Shortness Of Breath
( Originally Published 1921 )
When a person moves about quickly the heart beats more rapidly and the breathing becomes quicker and deeper. Since this has happened to everybody, we do not think anything of it. We know that if several persons are suddenly called upon to run to the top of the house, some of them will arrive there without difficulty, others will arrive with rapid breathing and palpitating hearts. Others still will either have to stop half way up or will arrive at the top in distress. This is so much what one would expect from any ordinary roomful of people that not one of them would go to a doctor or think seriously of the fact that he was more or less short of breath after the exertion.

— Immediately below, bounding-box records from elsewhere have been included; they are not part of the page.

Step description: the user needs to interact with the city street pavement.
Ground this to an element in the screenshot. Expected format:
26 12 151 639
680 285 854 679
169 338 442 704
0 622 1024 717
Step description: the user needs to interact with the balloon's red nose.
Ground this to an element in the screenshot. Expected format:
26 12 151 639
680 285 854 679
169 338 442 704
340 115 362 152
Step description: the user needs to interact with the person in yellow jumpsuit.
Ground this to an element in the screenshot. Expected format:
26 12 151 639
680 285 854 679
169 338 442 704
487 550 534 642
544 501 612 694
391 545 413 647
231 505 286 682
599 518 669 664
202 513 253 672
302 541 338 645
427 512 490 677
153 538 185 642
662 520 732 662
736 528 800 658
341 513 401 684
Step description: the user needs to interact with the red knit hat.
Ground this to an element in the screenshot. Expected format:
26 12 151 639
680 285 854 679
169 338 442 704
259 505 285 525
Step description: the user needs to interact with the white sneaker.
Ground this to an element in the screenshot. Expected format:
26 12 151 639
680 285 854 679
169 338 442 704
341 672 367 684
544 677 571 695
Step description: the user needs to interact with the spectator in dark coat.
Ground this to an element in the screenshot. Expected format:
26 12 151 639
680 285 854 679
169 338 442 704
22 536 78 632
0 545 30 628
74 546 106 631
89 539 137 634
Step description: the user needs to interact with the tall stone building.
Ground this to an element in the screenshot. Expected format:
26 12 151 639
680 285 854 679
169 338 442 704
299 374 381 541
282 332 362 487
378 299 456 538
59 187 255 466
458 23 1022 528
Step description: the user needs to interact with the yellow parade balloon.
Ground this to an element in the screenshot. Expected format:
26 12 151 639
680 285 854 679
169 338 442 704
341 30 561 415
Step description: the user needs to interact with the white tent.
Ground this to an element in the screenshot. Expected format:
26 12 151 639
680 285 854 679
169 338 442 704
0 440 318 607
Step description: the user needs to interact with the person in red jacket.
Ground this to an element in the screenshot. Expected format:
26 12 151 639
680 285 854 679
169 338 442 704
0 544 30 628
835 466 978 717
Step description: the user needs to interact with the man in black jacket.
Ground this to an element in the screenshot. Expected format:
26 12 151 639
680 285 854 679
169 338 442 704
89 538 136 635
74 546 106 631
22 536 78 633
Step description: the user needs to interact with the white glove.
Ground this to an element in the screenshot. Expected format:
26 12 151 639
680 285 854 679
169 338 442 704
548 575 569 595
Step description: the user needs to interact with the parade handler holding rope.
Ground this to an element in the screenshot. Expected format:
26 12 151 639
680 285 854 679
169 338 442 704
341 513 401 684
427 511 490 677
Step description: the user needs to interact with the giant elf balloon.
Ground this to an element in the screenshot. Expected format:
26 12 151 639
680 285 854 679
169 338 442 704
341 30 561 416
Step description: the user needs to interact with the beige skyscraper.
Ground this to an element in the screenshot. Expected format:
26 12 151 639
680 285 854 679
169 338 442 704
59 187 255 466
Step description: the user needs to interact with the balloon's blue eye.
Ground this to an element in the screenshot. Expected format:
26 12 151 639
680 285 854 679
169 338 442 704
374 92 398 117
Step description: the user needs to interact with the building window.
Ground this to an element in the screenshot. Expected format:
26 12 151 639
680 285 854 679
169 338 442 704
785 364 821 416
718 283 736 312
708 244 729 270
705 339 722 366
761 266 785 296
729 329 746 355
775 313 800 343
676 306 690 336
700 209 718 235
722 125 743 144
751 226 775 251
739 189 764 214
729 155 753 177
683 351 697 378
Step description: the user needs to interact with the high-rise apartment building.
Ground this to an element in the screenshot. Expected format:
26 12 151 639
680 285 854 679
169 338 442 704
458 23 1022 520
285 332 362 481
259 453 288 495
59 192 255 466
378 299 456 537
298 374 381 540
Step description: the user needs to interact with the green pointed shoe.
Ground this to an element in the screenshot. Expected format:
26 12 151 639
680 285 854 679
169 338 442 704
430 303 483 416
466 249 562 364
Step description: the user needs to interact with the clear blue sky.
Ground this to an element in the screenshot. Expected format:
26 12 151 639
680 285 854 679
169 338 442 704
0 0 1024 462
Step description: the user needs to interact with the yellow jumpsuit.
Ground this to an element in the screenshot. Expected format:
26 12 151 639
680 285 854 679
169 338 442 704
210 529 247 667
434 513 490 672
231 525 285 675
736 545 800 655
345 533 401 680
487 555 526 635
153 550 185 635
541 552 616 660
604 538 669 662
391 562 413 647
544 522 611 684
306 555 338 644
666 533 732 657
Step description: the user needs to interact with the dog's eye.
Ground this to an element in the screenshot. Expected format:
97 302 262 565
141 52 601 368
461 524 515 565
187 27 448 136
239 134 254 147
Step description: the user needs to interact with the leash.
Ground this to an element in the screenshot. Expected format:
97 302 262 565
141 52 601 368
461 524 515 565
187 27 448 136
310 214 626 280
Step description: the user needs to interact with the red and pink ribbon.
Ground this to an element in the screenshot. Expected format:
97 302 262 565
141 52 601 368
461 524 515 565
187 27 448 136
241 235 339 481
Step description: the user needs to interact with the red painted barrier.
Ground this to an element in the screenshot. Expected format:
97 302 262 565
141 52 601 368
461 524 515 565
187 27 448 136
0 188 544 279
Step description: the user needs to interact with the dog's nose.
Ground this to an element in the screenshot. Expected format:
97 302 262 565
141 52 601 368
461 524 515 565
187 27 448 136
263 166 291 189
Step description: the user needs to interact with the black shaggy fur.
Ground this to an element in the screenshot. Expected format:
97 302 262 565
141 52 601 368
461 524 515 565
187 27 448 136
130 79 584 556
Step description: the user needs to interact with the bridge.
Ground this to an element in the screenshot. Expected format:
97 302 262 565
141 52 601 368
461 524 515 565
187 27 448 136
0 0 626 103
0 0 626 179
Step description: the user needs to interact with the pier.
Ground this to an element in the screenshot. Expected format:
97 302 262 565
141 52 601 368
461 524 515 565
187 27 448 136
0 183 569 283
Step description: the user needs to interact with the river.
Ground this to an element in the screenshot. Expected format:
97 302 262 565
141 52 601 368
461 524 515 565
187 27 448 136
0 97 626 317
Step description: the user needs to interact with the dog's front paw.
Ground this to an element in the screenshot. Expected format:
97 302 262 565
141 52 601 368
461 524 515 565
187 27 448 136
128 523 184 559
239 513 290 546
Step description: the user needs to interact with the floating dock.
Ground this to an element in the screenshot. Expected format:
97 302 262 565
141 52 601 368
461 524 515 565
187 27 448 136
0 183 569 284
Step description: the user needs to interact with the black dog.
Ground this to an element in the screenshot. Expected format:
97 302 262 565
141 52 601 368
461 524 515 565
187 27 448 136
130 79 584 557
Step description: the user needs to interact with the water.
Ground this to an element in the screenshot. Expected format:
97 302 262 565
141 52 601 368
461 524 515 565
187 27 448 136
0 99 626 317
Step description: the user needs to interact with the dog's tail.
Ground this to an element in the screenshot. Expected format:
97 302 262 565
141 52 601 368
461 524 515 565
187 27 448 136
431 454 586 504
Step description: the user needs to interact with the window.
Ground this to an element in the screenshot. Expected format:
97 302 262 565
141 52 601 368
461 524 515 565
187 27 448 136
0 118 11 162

If, however, one of those persons had been accustomed to run to the top of the house and arrive there in good order and on this particular day suffered distress, that person would go to a doctor to find out what made him short of breath. In other words, shortness of breath is purely relative. It means that one is conscious of distress in breathing when (or after) doing something that he has been accustomed to do without distress. This is an important consideration, because much of the trouble that comes from disorder of the heart finds expression through the breathing, and because much of the improvement and proper treatment is indicated by an increased power to do things without becoming short of breath.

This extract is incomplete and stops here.